Select SNP subset for Imputation:

Select SNP subset for Imputation (SS4I) is a tool dedicated to the selection of a sub-panel of SNP for the design of a low density genotyping chip. This program, written in Python, allow the selection of SNP subset according to a chosen linkage disequilibrium (r2) threshold on a chromosome scale.

DOI: https://doi.org/10.15454/4KVRWY

Input files:

Three files are required to run SS4I.
  • A « .ped » (PLINK format) genotype file.

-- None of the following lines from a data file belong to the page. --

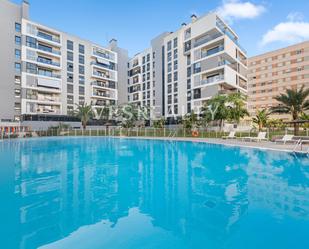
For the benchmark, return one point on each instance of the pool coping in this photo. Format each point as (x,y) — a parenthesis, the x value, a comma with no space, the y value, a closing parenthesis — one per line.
(216,141)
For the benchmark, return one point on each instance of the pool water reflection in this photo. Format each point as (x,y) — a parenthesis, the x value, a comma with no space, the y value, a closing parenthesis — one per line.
(125,193)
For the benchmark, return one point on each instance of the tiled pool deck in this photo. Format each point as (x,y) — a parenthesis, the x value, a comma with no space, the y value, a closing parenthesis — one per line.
(266,145)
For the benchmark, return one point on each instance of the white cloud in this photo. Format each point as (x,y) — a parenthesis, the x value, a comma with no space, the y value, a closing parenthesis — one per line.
(291,31)
(234,9)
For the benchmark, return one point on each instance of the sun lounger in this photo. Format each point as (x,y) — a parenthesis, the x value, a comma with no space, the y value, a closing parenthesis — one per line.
(230,136)
(286,138)
(260,137)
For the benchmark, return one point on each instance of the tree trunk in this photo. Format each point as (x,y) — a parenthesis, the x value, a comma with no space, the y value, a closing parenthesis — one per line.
(296,129)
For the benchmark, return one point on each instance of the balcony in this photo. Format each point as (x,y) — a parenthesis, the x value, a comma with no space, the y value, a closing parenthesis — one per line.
(47,49)
(104,55)
(48,62)
(214,79)
(103,84)
(110,67)
(48,74)
(48,37)
(212,51)
(207,38)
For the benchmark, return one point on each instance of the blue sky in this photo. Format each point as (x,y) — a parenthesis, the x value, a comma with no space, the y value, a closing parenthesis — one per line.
(261,25)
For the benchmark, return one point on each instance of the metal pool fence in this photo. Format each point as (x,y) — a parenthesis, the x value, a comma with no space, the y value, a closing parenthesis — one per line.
(146,132)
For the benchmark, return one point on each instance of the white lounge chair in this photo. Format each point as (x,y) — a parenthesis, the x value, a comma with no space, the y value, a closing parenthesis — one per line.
(286,138)
(260,137)
(231,135)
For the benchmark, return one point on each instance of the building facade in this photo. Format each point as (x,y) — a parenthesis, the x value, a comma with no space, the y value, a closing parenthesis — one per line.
(54,71)
(50,72)
(201,59)
(270,74)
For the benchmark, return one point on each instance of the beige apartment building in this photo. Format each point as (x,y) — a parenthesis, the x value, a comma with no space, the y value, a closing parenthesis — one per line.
(270,74)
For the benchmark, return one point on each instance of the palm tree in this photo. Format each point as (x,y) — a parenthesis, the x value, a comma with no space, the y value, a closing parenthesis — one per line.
(84,112)
(293,102)
(236,107)
(216,109)
(190,121)
(261,118)
(159,123)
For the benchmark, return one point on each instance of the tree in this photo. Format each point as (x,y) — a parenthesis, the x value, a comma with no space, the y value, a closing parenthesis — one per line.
(293,102)
(261,118)
(236,107)
(84,112)
(190,121)
(216,109)
(159,123)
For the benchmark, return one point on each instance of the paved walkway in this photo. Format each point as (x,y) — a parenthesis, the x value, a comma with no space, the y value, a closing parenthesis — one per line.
(265,145)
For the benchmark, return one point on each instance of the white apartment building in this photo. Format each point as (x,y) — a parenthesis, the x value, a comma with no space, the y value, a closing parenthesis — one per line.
(183,69)
(55,71)
(201,59)
(47,73)
(140,79)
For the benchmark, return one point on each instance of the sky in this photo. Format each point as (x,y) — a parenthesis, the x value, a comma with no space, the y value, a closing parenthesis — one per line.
(261,25)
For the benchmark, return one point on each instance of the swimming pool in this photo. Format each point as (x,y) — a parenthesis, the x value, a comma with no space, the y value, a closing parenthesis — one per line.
(119,193)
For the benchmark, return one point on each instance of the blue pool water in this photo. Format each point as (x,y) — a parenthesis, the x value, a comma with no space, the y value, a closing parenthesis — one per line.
(76,193)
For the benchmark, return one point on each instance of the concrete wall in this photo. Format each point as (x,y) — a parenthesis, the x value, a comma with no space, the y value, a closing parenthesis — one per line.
(10,13)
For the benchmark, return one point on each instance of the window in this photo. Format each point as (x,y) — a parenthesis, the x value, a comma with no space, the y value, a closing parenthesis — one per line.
(30,42)
(175,54)
(169,45)
(169,67)
(69,88)
(70,77)
(197,67)
(175,65)
(17,40)
(70,67)
(81,90)
(17,54)
(81,59)
(169,99)
(81,48)
(169,78)
(70,99)
(17,80)
(17,67)
(81,79)
(81,69)
(31,68)
(69,56)
(69,45)
(175,76)
(169,56)
(169,88)
(176,109)
(175,42)
(17,27)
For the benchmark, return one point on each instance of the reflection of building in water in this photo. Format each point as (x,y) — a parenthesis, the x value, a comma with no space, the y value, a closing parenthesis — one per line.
(277,184)
(189,193)
(199,195)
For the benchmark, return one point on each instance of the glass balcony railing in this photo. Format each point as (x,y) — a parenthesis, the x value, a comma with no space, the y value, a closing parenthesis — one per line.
(111,67)
(103,55)
(48,74)
(45,61)
(49,50)
(206,39)
(211,51)
(48,37)
(103,84)
(102,94)
(214,79)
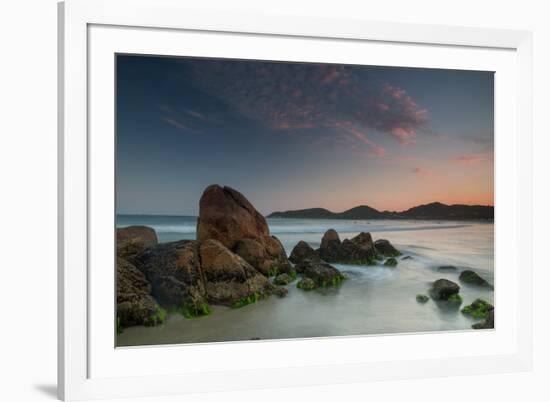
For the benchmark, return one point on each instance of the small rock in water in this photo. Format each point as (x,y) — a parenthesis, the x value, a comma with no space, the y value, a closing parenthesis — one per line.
(280,291)
(489,323)
(385,248)
(443,289)
(322,274)
(306,284)
(283,279)
(303,251)
(447,268)
(479,309)
(472,278)
(422,298)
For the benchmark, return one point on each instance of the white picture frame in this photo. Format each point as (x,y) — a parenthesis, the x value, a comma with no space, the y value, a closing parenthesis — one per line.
(90,31)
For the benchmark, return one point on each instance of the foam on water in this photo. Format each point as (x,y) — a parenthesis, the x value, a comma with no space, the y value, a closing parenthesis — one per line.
(374,300)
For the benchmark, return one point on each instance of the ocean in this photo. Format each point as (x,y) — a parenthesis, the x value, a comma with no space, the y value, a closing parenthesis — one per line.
(373,300)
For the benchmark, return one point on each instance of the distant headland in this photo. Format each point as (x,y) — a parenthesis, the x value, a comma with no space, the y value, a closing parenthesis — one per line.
(432,211)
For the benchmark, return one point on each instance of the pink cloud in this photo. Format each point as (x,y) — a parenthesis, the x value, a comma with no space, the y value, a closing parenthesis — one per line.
(421,171)
(471,159)
(288,96)
(358,135)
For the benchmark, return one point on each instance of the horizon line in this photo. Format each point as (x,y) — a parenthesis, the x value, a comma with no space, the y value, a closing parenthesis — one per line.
(302,209)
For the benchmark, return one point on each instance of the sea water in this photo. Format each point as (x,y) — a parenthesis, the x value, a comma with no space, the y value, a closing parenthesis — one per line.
(373,300)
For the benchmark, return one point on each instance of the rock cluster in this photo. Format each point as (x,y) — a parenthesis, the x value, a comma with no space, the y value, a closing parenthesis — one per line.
(227,216)
(229,263)
(444,290)
(359,250)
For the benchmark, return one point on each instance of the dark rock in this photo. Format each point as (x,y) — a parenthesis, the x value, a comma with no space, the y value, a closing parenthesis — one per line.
(135,306)
(385,248)
(306,284)
(280,291)
(174,271)
(133,240)
(443,289)
(228,277)
(489,322)
(447,268)
(472,278)
(284,279)
(422,298)
(303,251)
(358,250)
(322,274)
(227,216)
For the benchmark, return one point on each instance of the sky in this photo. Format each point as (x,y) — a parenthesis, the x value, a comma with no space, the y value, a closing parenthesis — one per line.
(300,135)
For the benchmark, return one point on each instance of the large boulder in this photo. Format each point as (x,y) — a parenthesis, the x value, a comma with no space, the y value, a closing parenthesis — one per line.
(472,278)
(303,251)
(135,306)
(443,289)
(133,240)
(321,273)
(228,277)
(385,248)
(227,216)
(174,271)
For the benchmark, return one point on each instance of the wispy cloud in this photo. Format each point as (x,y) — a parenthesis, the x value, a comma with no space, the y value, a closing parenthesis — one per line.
(176,123)
(470,159)
(294,97)
(183,119)
(421,171)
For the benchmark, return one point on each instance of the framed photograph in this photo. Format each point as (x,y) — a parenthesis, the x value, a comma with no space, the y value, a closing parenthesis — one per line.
(251,201)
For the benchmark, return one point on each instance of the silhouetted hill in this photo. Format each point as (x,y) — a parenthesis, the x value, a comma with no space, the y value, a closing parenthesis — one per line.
(434,210)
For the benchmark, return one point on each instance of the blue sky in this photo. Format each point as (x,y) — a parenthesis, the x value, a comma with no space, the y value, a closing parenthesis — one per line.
(299,135)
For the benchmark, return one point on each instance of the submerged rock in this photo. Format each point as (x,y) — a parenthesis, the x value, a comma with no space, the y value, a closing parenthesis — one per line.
(385,248)
(443,289)
(472,278)
(228,277)
(358,250)
(306,284)
(303,251)
(447,268)
(488,323)
(422,298)
(320,272)
(133,240)
(479,309)
(280,291)
(284,279)
(174,271)
(135,305)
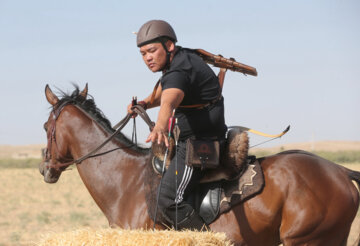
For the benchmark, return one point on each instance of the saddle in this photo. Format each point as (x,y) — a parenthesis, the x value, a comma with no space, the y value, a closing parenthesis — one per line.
(238,178)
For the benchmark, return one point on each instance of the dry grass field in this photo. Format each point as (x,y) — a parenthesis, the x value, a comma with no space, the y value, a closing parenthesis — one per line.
(31,208)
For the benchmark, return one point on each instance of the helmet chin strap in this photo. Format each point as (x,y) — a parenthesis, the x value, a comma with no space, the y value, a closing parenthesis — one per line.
(168,54)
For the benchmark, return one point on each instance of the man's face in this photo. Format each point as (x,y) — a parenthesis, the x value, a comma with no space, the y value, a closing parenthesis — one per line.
(154,56)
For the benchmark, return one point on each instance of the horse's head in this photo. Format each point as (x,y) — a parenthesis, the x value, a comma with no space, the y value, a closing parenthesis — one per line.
(57,156)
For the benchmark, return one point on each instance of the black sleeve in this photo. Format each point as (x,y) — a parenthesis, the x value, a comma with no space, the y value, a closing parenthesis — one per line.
(175,79)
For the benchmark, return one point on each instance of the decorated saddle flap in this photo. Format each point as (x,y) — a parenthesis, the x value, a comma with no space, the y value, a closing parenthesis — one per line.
(248,185)
(213,199)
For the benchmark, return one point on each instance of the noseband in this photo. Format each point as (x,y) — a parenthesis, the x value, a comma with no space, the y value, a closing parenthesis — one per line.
(51,136)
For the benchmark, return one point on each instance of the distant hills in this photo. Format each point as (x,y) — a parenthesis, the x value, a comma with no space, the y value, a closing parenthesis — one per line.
(34,151)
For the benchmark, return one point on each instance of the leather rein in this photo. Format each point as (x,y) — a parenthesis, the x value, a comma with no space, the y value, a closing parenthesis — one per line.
(51,136)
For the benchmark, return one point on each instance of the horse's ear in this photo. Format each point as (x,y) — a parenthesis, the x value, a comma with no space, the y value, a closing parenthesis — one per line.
(50,96)
(84,92)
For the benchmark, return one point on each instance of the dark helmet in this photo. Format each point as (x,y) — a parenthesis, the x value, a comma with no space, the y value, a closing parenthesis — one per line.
(153,30)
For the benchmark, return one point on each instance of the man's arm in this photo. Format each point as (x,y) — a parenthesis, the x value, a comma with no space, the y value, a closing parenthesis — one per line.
(170,99)
(147,101)
(156,101)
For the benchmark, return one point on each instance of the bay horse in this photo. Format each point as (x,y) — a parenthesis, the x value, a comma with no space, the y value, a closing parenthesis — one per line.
(306,200)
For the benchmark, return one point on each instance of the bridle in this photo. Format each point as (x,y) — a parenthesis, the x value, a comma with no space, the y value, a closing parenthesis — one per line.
(51,137)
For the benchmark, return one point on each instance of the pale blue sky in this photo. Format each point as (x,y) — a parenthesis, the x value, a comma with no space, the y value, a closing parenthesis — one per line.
(306,52)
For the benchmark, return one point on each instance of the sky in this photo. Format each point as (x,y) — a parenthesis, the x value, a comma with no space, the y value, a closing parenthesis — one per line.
(307,55)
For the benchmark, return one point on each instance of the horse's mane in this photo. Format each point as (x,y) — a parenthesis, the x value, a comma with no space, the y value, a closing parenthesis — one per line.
(88,105)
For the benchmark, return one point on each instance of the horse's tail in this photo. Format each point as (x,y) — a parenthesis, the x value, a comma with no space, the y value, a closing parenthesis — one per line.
(355,176)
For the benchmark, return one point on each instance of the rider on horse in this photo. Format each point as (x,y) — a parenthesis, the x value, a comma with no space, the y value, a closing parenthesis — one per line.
(191,88)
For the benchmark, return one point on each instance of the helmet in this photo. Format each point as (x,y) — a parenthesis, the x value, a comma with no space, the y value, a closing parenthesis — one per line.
(153,30)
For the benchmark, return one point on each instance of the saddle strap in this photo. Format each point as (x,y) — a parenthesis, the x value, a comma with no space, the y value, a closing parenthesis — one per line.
(139,109)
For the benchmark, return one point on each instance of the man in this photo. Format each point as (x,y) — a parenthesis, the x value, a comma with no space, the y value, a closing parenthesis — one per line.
(189,86)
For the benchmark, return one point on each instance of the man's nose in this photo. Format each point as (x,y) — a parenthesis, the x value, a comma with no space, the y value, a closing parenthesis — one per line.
(148,57)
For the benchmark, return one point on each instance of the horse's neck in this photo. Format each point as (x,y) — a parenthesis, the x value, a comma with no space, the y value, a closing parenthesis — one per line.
(115,180)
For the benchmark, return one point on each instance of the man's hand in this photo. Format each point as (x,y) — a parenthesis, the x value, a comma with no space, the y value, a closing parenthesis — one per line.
(130,111)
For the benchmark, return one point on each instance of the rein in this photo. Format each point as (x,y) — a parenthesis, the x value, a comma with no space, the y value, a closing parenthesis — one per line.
(138,109)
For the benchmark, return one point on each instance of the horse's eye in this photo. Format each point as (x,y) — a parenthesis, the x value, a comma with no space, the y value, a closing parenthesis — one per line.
(45,126)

The PED file is a white-space (space or tab) delimited file: the first six columns are mandatory:

Family ID (alphanumeric)
Individual ID (alphanumeric)
Paternal ID (alphanumeric)
Maternal ID (alphanumeric)
Sex (1=male; 2=female; other=unknown)
Phenotype (set to missing=-9)
Genotype

The combination of family and individual ID should uniquely identify a person.
Genotypes (column 7 onwards) should also be white-space delimited; they can be any character (e.g. 1,2,3,4 or A,C,G,T or anything else) except 0 which is, by default, the missing genotype character. All markers should be biallelic. All SNPs (whether haploid or not) must have two alleles specified. Either Both alleles should be missing (i.e. 0) or neither. No header row should be given.

ex:

Uto_124 Uto_124 0 0 0 -9 G G T T T T
Uto_13 Uto_13  0 0 0 -9 G G T T C T
Uto_243 Uto_243 0 0 0 -9 A G T T T T
Uto_244 Uto_244 0 0 0 -9 G G T T C T
Uto_273 Uto_273 0 0 0 -9 G G T T T T
  • A « .map » (PLINK format) SNP location information file.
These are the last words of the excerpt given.